Pitting vs. Non-Pitting Edema
Not all swelling behaves the same way, and the distinction matters. Pitting edema is the type where pressing a finger into the swollen area leaves a temporary dent. This is the kind caused by most of the factors covered above: salt, hormones, gravity, medications, and organ problems. It reflects excess fluid in the tissue that can be displaced by pressure.

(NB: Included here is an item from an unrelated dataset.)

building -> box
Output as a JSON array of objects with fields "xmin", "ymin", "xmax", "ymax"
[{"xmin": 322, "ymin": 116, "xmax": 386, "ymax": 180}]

Non-pitting edema doesn’t leave an indentation when you press on it. It’s associated with different causes, most commonly thyroid disorders (especially an underactive thyroid) and lymphedema, where the lymphatic drainage system is blocked or damaged. If you notice firm swelling that doesn’t indent, the underlying cause is typically different from standard fluid retention and warrants a different workup.
What You Can Influence Directly
For everyday water retention that isn’t tied to a medical condition, a few practical changes make a real difference. Reducing sodium intake below 2,300 mg per day addresses the most common dietary driver. Reading labels helps: a single serving of canned soup or deli meat can contain over 1,000 mg. Increasing potassium-rich foods like bananas, potatoes, and leafy greens helps your kidneys excrete excess sodium more efficiently.
Moving regularly throughout the day, even brief walks every hour, keeps your leg muscles pumping fluid back toward your heart. Staying hydrated sounds counterintuitive, but mild dehydration triggers your body to hold onto more water as a protective response. Elevating your legs above heart level for 15 to 20 minutes after a long day of sitting or standing helps drain pooled fluid. If your retention follows a clear monthly pattern, tracking it against your cycle can help you distinguish hormonal bloating from something that needs further investigation.